For further reading on the subject of Japonisme and Japonaiserie, please click here.

Biographical details

Victor Fontaine was born in Cuesmes, a village between Mons and le Borinage, 42 years before the young Van Gogh arrived as an evangelizing preacher to the miners of the region. Fontaine attended the Atelier Saint-Luc in Wolstraat, the Académie des Beaux-Arts de Mons, now the Ecole supérieure des Arts plastiques et visuals, and the Académie des Beaux-Arts in Brussels.

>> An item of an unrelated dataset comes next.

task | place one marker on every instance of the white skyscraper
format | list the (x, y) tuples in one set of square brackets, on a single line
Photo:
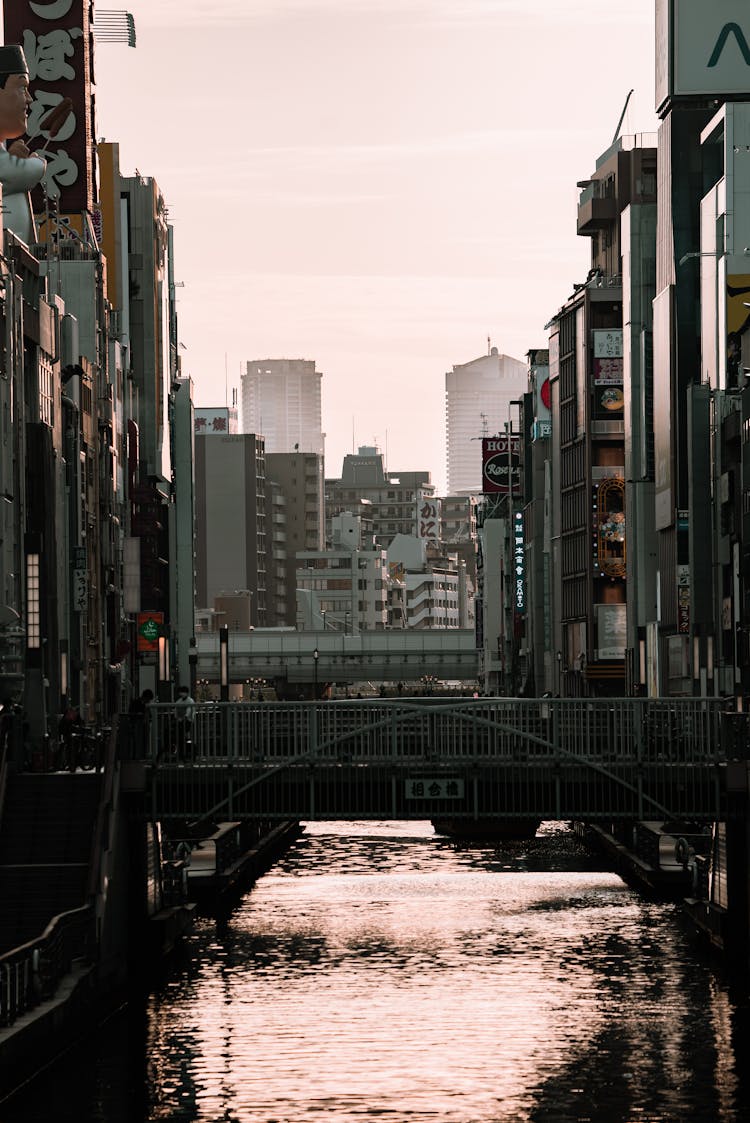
[(477, 398), (281, 399)]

In the 1860s, his style seems to have inclined to symbolism, but by the 1870s he was working in a more realist mode. He seems to have lived mainly in Brussels from the time he left the Académie, working en plein air with artists such as Félicien Rops, and – in 1875 – joining La Chrysalide, a progressive art movement which took over from the Société Libre des Beaux-Arts (Ensor first exhibited with La Chrysalide in 1881). It was formed in opposition to the official, conservative salons, and provided a means for its members to exhibit. It was replaced after its demise in the early 1880s by Les XX. Fontaine is noted particularly for all genres of arts based on the human form – portraits, figure studies, nudes and pictures of children; he also produced still life paintings.  He exhibited for some years with the Cercle Artistique et Littéraire, Brussels.